Monday, February 8, 2010

Watching Their Lives

There's a folklore dance from Argentina called chacarera. I won't describe what it looks like. The point is, I was sitting there, along with many others, on the floor, and we watched two rows of people, men on one side, women on the other, dancing this highly traditional but equally seductive dance.

A friend of mine got in touch with me today. She had been quiet for many years, not so much that something weird had happened between us, but more that she had always been quite flaky about keeping up communication. And before I could go into her facebook to see what had been happening in her life, I got a picture from her of her new daughter, a little baby sleeping.

In the chacarera, during the first few measures of the song the men and women raise their arms and snap their fingers to the beat of the song. And as soon as the singer comes on, each couple in the two rows comes towards each other. Though they never touch, they almost never take their gaze off each others' eyes, except when in one instance they have to turn around, but it's that instance that creates a longing that is eased only when their gazes reconnect. I saw this couple dancing. It wasn't that they were dancing with better moves than others. But rather they were dancing with each other more intensely than were the other couples. They weren't real lovers in real life. They just happened to find each other when they had announced that chacarera was coming up. She was a beautiful woman, with pitch black hair, wavy, long enough to just cover her neck and a few more inches of her chest, leaving a little bit more skin before a red shirt covered the rest. Her exposed chest was of a healthy olive color. But it wasn't just the way she looked, but the way she carried herself. She truly was trying to be seductive using the music and the dance. He was being the most gentleman, balancing longing and independence. He had a slight beard, though he was in his early twenties. He wore a gaucho hat, or some sort of hat that in this Argentinian atmosphere seemed like a gaucho hat. He wasn't muscular nor lanky. He seemed humble, and made me think about the poor peasant boy who was in love but showed great restraint against a formidable foe embodied in this gorgeous woman. When they came close, and again, never touching, their facial expressions were almost excruciating. How much they wanted to just touch.

The last time I had heard from my friend was her story about an affair. And because of the affair she broke up with her long-term boyfriend.
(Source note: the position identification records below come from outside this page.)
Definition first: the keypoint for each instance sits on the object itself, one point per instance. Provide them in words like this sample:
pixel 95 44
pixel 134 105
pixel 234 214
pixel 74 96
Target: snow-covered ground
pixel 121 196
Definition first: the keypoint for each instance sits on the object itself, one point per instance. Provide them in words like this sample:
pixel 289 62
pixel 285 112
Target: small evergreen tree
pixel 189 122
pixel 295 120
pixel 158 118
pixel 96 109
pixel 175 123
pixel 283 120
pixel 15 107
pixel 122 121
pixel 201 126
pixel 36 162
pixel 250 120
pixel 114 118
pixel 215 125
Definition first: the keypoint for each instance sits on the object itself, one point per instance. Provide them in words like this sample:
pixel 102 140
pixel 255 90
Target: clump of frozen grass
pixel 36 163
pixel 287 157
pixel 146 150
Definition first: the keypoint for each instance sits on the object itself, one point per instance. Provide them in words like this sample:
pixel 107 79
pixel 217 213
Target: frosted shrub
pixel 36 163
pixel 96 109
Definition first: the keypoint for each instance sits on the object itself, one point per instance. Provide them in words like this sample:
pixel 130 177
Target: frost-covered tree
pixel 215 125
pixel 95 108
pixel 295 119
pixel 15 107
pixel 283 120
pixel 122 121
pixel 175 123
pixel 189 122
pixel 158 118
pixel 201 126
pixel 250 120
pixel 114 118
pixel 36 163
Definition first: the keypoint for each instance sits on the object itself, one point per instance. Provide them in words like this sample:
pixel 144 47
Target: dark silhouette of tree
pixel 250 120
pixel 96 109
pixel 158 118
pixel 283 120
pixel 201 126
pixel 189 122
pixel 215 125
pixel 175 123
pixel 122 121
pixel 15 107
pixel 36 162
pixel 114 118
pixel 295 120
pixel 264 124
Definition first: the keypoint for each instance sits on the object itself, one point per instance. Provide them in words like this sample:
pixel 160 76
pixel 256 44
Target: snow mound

I remember her telling me how she was driven into almost madness in this affair with a married man. How she couldn't stop thinking about him, how she handled the game they had to play to maintain this relationship while having to deal with their legitimate lovers. How she once bumped into his wife, and how the wife looked at her. She told me a little about how she felt about her boyfriend then. She was glad he was in her life. But that was it. There was no passion, but there was an anchor in her life. She thought she could have both, the excitement and flame of a senseless love while having someone to go home to, to wake up next to and feel safe. But that was gone after some frenzy that burst out from their hearts. She never told me how her boyfriend felt about the whole thing. She only mentioned the married man, how he in the end wanted her but somehow, it was too late. She mentioned a tape with the music that united them in the beginning, and other music that told her how desperate he felt. They met in the subway. Their eyes just met among strangers. She on one row of the old 9 train, he on the other. She was in her early 20s back then, starting her PhD work in psychology, and he was in his early 40's, a writer. The train was undoubtedly humming or squeaking. Back then the New York subway was even worse than now. But there was magic. They just saw each other and started a few months of turmoil for at least four people. I can't remember if there were children involved.

At some point of the dance, when the instrumental returns, the man would stand more or less stationary and kick up his feet in what is called the zapateo. Meanwhile, the woman makes circular movements, sometimes very close to him, but not enough for him to catch her, and this is called the salendeo. This woman with the pitch black hair, she had these fiery light hazel eyes. She would look at him, and she could have pierced his heart. But he looked back at her, smiling, moving slightly forward to respond to her coquettish advances that would inevitably shrink back. And when the vocal returns to the song, they resume their circular exchanges.

But in the end, after one more circular exchange, in the final one, they turn once more, missing each other, only to reunite face to face, and this time, they embrace, with their faces very close to each other. And the music stops.

So now my friend has a new man. I don't know if she had one before this since that affair. Probably. But the point is that this new man is her husband. She's finally married and has children. She's about a year and a half younger than me. And suddenly, she was settled. Not so sudden, I suppose, since I hadn't heard from her in a while. I wonder how they met. I wonder what he offered her in her life, what he meant to her. Why they got married. Was there something that pulled them together, or was that affair enough for her flames, and that once the coal had been burned up, there was no more need for flames. Once the ashes of passion had gone with the wind, perhaps she could finally settle down. And the music of life? A different kind, perhaps. Like some mellow classical music that evoked family, stability, infants. No more songs about passion, lost love, unfulfilled desires. It was a different stage, a different mode of living now.